Seperti yang terjadi di New Delhi, India sebagai kota yang paling berpolusi di seluruh dunia. Sejak pemerintah India menerapkan karantina wilayah, New Delhi tidak lagi diselimuti asap atau polusi udara. Sesuatu yang tidak lagi pernah terjadi dalam beberapa dekade terakhir.
Polusi nitrogen dioksida di barat daya Amerika Serikat turun 30 persen. Tingkat polusi udara di Roma, Italia pada pertengahan Maret hingga pertengahan April turun 49 persen dibandingkan tahun lalu.
Masyarakat juga menyadari banyak hewan yang berkeliaran di tempat yang tidak biasanya. Koyote berjalan-jalan di sekitar pusat kota Michigan Avenue, Chicago dan Golden Gate Bridge, San Francisco.
Puma mengaum di jalan-jalan Santiago, Chili. Kambing-kambing mengambil alih kota di Wales. Satwa liar di India semakin berani, dapat dilihat ketika monyet-monyet masuk ke dalam rumah dan membuka kulkas mencari makanan.
"Hal ini memberi kami cukup banyak wawasan luar biasa untuk memahami kerusakan yang manusia perbuat terhadap planet kami yang indah, ini memberi kami kesempatan untuk melihat secara ajaib bagaimana bumi dapat lebih baik lagi," kata ilmuwan konservasi alam dari Duke University Stuart Pimm, Kamis (23/4).
Direktur Stanford Woods Institute for the Environment Chris Field mengumpulkan para ilmuwan untuk menilai perubahan ekologi yang terjadi saat begitu banyak manusia yang tetap tinggal di rumah. Seperti sebagian besar masyarakat lainnya, para ilmuwan pun tidak keluar dari rumah.
Mereka mengatakan sangat bersemangat untuk mengeksplorasi perubahan tak terduga yang terjadi pada gulma, serangan, pola cuaca, polusi suara, dan cahaya.

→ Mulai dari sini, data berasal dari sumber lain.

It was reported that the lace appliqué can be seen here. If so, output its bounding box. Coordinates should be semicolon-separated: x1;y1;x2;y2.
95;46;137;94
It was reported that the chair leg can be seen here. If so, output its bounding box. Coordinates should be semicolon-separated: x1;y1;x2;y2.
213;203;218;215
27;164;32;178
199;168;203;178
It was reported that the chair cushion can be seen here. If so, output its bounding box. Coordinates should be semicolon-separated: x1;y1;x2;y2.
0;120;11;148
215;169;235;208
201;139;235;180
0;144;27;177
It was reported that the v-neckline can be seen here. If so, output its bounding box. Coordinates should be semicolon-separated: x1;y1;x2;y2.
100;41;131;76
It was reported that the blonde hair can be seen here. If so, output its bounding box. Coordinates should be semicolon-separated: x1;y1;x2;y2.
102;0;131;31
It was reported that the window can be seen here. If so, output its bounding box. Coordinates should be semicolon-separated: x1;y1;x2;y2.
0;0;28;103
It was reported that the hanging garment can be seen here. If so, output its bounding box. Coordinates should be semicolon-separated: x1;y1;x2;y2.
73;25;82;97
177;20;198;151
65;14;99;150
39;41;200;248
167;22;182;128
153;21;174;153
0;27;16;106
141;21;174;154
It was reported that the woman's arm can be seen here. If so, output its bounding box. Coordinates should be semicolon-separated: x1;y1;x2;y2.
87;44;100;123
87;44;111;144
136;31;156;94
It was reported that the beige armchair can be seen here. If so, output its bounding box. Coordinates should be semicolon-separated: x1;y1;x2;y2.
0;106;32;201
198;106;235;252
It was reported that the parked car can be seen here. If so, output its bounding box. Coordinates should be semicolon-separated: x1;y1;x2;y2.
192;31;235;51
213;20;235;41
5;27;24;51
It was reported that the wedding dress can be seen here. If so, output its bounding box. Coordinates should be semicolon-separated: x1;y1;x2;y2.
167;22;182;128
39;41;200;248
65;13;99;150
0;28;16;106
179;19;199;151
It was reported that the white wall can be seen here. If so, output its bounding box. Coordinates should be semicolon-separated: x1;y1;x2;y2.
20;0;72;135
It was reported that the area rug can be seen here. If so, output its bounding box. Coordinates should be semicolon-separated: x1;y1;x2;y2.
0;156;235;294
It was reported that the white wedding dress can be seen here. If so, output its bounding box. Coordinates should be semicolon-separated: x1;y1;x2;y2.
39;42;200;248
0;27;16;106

Pemerintah Italia sedang bekerja untuk menggelar ekspedisi laut untuk mengeksplorasi perubahan yang terjadi di laut saat semakin sedikit campur tangan manusia.
"Dengan berbagai cara kami seperti memukul sistem bumi dengan palu godam dan sekarang kami melihat tanggapan bumi," kata Field.
Peneliti melacak drastisnya polusi udara tradisional seperti nitrogen dioksida, asap, dan partikel kecil. Presiden Health Effects Institute Dan Greenbaum mengatakan jenis-jenis polusi itu telah menewaskan 7 juta orang di seluruh dunia.
Ilmuwan atmosfer NASA Barry Lefer mengatakan udara dari Boston ke Washington berada di tingkat paling bersihnya sejak NASA mulai mengukur nitrogen dioksida di daerah itu pada tahun 2005 lalu. Ia mengatakan sebagian besar polusi disebab oleh pembakaran bahan bakar fosil, polusi itu memiliki jangka waktu yang pendek sehingga udara pun semakin bersih.
Berdasarkan perhitungan NASA dibandingkan lima tahun sebelumnya pada bulan Maret lalu, polusi di Paris turun 46 persen, Bengaluru turun 35 persen, Sydney 38 persen, Los Angeles 29 persen dan Rio de Janeiro turun 26 persen, dan Durban 9 persen.
"Kami melihat gambaran apa yang mungkin terjadi bila kami mulai pindah menggunakan mobil tanpa polusi," kata Lefer.